Peter Jacob, an advocate of minority rights, looks upset while explaining the mental stress being faced by the members of religious minorities living in Pakistan. “It is hard when you cannot even tell people that you are a Christian without fearing the consequences,” he says.
Having worked for more than two decades over multiple cases of forced conversion and persecution of Christian communities in Pakistan, he believes that mental health problems of individuals and groups who have had traumatic experiences are often ignored.
“These people feel scared and anxious,” he says and talks about the general paranoia and fear prevalent among Pakistani Christians as a whole. “They feel insecure whenever an incident of religious violence takes place anywhere in the country,” he says.
According to him this is because the state and society have failed to provide relief and justice to the victims of religious persecution. “The members of religious communities feel abandoned and hopeless,” he says.
Shehnaz Cornell, 38, feels exactly like that: abandoned and hopeless. She lives alone in Lahore’s Bahar Colony in a one-room house which is lit by only a single dim LED light and is located on the second floor of an under-construction house. She has filed for a divorce from her abusive husband but has found no relief.
She spends most of her day in a makeshift bed and just stares at the ceiling. She feels lonely and does not trust anyone anymore.
“I hate meeting people because I don’t want anyone to give me company out of pity. So I stay in the bed sometimes for several days and only leave it when I have very urgent work to do.”
For Dr Muntaha Ahmad, who specializes in trauma therapy, such cases seem to have stemmed from instance that were too overpowering for the nervous system of these people to deal with. “The nervous system shuts down in these cases or reacts in a certain way which it impacts our mind and body,” she says. “If it is not addressed, the resulting trauma multiplies over time and evolves into a much more serious condition those later manifests as a psychological disorder.”

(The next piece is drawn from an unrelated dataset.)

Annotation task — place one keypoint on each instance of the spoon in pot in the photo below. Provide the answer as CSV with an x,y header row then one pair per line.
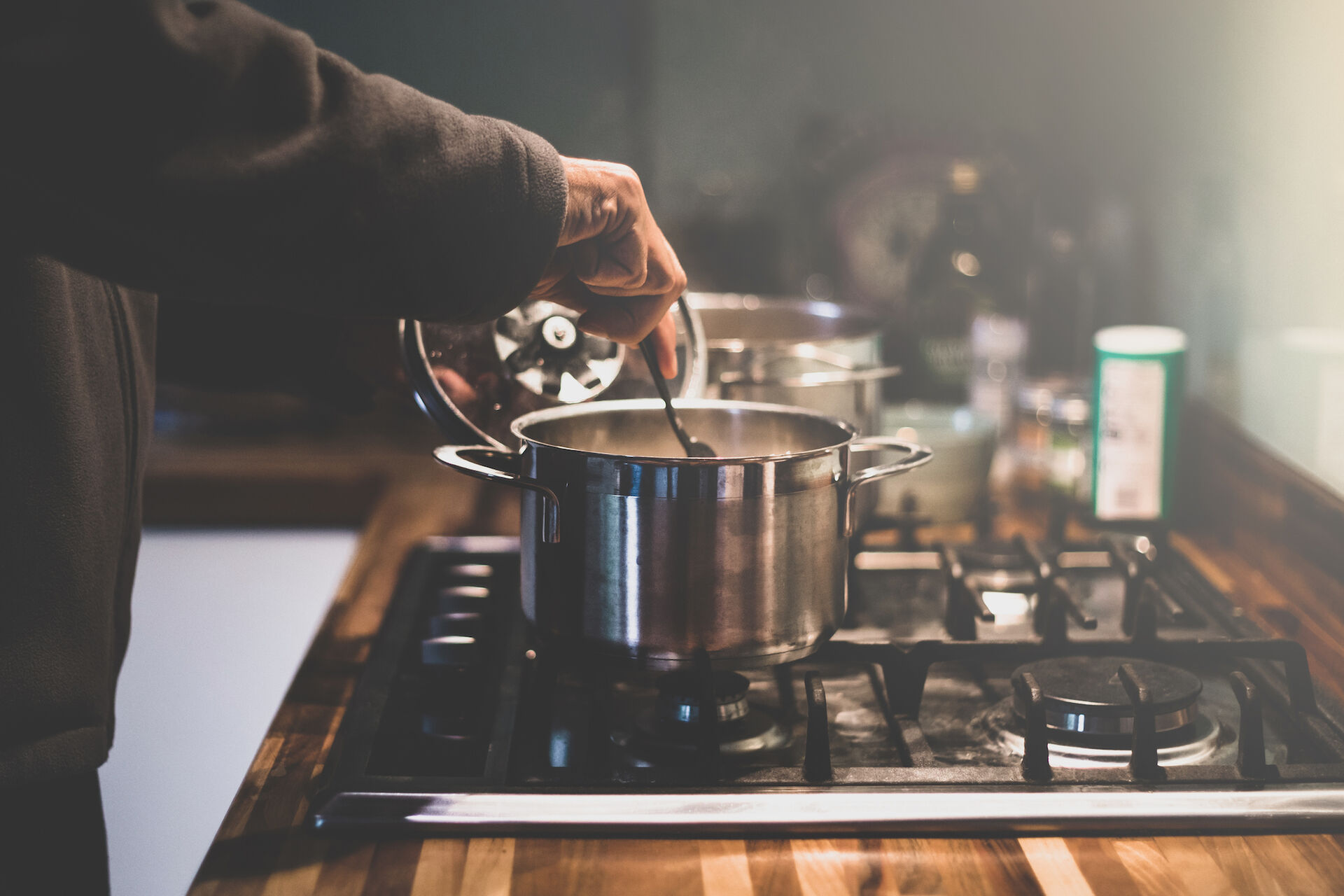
x,y
694,447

Pointing out that our social and academic discourse on mental health is limited to the situation of certain classes, she says, “When we are taught about stressors, our vocabulary is limited to urban upper middle class situations. We hardly ever discuss how a bad crop or untimely rain could be a stressor for a farmer or how a laborer could also be going through a tough time.”
Commenting on how the individuals and society at large should deal with the situation she says, “If you have a broken bone or headache, you ought to do something about it. Similarly, for your stressed mind, you need to consult a doctor even if the symptoms are not visible.”
To do that she adds, “We as a society need to learn how to listen. Without passing judgments, giving advices or recommending solutions. We need to give the mentally stressed person a channel to let the agony out of their system.”